[Date Prev][Date Next][Thread Prev][Thread Next][Date Index][Thread Index]

[HTCondor-users] Singularity not mounting the home directory for a submitted job



Hi folks,

Does anyone have some insight into how Singularity decides when to bind-mount the user's home directory?

I've got a situation where when I run the command on the exec machine directly, the container spins up successfully with the home directory in place, but when started via condor_run -a 'MY.SingularityImage = "imagefile"' or via a submit description, the container doesn't get the home directory and thus the launch of the application fails. 

The bind mount arguments include the /home/condor directory since that's where the global libexec lives in my config, but omitting that didn't change the behavior. An error message I see is "/home/user already mounted in container" - so it's apparently detecting something that isn't actually there. 

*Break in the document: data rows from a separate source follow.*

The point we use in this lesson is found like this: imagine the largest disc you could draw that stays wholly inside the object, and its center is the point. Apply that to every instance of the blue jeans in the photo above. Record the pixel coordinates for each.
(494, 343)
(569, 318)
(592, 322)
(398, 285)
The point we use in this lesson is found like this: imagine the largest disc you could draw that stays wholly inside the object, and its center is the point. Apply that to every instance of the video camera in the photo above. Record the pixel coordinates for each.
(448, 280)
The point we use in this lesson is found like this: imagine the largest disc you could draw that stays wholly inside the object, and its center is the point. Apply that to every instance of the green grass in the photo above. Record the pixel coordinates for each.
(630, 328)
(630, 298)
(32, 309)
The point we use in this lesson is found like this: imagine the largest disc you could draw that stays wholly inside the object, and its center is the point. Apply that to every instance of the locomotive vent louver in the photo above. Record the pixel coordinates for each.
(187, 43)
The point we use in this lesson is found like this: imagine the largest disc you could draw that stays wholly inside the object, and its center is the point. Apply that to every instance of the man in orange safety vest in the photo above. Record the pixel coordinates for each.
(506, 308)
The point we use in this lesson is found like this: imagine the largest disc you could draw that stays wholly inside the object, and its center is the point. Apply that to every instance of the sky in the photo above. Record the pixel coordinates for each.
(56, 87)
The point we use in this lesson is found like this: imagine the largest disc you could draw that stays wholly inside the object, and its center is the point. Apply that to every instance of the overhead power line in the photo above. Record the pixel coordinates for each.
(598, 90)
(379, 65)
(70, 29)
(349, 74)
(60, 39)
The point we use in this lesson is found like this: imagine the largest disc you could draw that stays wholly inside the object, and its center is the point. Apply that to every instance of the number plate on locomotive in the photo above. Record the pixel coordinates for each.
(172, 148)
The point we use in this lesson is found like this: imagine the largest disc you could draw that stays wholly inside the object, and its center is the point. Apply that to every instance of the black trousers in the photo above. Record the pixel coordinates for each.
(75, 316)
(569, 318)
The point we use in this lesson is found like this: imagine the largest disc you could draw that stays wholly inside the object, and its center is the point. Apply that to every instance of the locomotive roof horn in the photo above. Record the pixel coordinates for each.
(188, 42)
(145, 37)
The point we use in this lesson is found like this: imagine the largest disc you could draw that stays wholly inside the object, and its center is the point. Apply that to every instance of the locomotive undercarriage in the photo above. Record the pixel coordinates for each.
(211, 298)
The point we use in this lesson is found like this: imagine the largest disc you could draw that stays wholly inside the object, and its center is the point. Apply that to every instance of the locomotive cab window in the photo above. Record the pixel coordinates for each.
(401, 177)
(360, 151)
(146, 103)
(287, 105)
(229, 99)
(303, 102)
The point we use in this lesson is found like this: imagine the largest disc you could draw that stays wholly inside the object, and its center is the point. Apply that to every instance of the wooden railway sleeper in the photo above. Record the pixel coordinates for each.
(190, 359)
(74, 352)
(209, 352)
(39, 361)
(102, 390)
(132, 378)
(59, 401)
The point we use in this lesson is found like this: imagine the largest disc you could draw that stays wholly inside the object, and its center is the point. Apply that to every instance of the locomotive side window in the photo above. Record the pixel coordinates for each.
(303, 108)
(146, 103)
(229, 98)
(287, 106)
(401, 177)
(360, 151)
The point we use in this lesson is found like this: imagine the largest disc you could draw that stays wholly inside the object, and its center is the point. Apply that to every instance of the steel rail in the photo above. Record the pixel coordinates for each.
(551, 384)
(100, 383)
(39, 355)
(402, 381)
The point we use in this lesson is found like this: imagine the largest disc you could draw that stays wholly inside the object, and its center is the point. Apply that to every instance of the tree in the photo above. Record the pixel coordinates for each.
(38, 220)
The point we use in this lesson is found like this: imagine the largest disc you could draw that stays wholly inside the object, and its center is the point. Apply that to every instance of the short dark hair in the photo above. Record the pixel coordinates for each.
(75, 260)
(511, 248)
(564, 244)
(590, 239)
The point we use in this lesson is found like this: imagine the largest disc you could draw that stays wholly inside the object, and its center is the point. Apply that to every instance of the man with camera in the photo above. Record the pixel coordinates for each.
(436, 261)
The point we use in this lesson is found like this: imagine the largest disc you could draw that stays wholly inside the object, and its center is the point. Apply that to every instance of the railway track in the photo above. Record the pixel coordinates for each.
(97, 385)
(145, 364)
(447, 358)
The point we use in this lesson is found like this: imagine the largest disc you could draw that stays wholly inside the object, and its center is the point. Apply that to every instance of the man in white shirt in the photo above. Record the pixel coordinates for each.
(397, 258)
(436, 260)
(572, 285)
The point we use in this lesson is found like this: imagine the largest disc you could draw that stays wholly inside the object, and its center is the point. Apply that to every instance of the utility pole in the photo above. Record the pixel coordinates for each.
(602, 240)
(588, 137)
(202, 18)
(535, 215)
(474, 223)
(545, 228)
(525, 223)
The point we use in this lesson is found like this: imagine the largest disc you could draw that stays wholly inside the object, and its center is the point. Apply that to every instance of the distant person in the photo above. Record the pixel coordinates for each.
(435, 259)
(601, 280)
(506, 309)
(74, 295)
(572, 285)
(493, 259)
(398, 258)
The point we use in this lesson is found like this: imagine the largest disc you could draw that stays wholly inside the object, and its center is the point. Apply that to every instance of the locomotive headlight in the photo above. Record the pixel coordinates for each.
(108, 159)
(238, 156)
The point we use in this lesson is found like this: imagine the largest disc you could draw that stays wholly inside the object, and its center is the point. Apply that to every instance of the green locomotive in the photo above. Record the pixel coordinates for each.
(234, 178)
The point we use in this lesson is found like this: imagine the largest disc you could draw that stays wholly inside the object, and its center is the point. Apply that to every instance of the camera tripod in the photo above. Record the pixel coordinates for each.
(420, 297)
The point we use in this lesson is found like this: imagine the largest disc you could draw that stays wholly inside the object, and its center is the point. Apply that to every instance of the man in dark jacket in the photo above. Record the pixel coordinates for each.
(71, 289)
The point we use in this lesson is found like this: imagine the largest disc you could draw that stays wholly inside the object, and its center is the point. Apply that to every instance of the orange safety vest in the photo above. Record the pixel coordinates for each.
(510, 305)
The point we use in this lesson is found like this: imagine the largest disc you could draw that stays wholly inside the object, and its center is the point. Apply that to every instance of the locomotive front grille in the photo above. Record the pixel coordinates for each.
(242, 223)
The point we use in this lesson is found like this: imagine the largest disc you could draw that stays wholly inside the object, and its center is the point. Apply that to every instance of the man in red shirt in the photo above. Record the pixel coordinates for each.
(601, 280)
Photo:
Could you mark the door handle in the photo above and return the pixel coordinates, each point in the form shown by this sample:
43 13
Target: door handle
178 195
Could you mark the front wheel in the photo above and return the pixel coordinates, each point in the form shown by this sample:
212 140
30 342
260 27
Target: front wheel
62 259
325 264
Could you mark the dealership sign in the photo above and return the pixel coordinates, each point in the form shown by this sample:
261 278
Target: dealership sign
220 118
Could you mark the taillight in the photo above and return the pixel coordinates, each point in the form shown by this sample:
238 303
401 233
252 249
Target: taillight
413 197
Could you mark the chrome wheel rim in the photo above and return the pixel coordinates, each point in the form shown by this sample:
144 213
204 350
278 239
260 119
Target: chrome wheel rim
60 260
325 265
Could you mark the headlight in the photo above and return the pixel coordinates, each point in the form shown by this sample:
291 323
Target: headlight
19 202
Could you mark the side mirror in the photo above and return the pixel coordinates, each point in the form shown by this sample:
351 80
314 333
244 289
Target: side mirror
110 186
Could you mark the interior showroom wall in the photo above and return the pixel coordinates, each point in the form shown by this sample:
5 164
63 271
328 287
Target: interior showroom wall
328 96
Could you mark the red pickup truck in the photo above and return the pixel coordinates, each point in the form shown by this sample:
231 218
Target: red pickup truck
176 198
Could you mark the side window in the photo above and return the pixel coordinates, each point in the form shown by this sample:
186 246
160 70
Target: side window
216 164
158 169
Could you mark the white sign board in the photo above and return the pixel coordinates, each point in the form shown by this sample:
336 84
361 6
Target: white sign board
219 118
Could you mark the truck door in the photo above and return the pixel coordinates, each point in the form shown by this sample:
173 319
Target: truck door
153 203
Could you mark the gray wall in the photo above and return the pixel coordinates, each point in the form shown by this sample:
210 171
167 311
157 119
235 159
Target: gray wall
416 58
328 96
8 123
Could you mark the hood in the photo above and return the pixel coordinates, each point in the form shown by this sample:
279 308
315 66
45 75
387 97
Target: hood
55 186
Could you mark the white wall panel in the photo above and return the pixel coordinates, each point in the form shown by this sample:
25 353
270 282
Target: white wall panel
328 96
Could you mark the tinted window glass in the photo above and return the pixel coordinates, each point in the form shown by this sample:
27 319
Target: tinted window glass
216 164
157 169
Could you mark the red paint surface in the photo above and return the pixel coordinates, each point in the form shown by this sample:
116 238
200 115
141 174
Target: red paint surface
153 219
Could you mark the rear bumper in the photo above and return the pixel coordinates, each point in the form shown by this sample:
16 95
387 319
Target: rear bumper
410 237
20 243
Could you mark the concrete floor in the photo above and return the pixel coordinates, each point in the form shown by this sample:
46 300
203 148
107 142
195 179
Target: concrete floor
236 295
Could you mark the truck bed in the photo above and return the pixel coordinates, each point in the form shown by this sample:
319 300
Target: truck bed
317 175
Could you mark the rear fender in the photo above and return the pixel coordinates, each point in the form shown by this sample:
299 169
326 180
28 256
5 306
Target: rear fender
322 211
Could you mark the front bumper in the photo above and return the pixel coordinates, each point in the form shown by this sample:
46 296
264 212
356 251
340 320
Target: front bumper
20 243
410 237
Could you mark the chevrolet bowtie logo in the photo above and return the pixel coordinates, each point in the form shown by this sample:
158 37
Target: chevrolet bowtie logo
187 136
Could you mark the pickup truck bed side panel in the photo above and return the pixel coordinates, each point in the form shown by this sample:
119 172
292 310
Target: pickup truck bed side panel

I have a user_job_wrapper in place, but omitting that didn't change this behavior. I wrapped the Singularity binary as well in order to add the "--nv" option for jobs where it's appropriate until SINGULARITY_EXTRA_ARGUMENTS is in a production release, but that was another dead end investigation. I tried inserting a "-H ${HOME}:$HOME" argument along with --nv, but that seems to be getting ignored with the "already mounted in container" message.

What's even more peculiar is that it works for some user accounts, but not others. I checked the environment variables for any differences, but nothing jumped out at me, and condor_run does a getenv=True in any case.

Any suggestions? Thanks

Michael V. Pelletier
Information Technology
Digital Transformation & Innovation
Integrated Defense Systems
Raytheon Company